The caretaker government has imposed curfew, the Emirates airlines suspended flights to Baghdad, and Kuwait, which shares a 254-km border with Iraq, had asked its citizens to move out of Iraq. The Netherlands has evacuated its embassy staff in Baghdad. Al-Sadr’s call to his followers to end the protest seems to be an attempt by the Shia cleric to avoid a complete breakdown in the country. Many fear that if no solution is found between the contending groups, then it could end in destructive civil war.
It appears that Al-Sadr would not want a civil war because he knows that there are no winners in a civil war, and at the end of the day negotiations and compromises cannot be avoided. Though Al-Sadr’s party won the largest number of seats, it was falling far short of the simple majority needed to form a government. The other groups are the Shia groups supported by Tehran, the minority Sunnis and the Kurds.
The deadlock and the stalemate that is unfolding in Baghdad is akin to the political deadlock over the formation of government in Beirut.
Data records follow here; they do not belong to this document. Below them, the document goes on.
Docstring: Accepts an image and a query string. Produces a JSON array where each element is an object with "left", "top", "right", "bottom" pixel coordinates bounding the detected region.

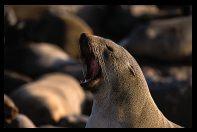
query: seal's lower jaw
[
  {"left": 80, "top": 56, "right": 103, "bottom": 90},
  {"left": 79, "top": 33, "right": 103, "bottom": 91}
]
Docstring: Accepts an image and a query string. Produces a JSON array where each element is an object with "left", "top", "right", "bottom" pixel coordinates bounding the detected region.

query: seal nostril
[
  {"left": 79, "top": 33, "right": 91, "bottom": 57},
  {"left": 106, "top": 45, "right": 114, "bottom": 52},
  {"left": 79, "top": 33, "right": 89, "bottom": 45}
]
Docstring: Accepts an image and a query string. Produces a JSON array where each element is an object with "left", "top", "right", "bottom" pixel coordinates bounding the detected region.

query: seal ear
[{"left": 128, "top": 64, "right": 136, "bottom": 76}]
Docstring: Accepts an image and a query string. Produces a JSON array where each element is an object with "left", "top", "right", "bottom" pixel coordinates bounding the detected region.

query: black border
[
  {"left": 2, "top": 4, "right": 4, "bottom": 128},
  {"left": 2, "top": 1, "right": 193, "bottom": 128},
  {"left": 4, "top": 0, "right": 192, "bottom": 5}
]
In Beirut, it is Hizbollah that is proving to be the hurdle in the formation of the government. It is an open question whether Iran should declare that it has no interest and stakes in the internal political affairs of Iraq and Lebanon, and that it has no role in influencing the Shia groups there. And this could possibly pave the way for a political resolution in the two countries.
But Iran has along taken the position that it has no hand in the Shia politics in these two countries. It becomes difficult to make any declaration that it is not involved because that would imply that it exerts a huge influence on the Shia groups in Iraq and Lebanon. But it is obvious to a political observer that Iran casts a shadow over both Iraq and Lebanon. The harsh reality is there is no alternative to a negotiated deal, where each group would have to yield ground. A national government seems to be the reasonable solution. And that seems to be a very difficult task to accomplish given the stated positions of all the parties involved. It is difficult to deny the validity of Al-Sadr’s position that Iraq must have a government which is free of American and Iranian influences. But he would have to work more and convince the other groups about the correctness of his position.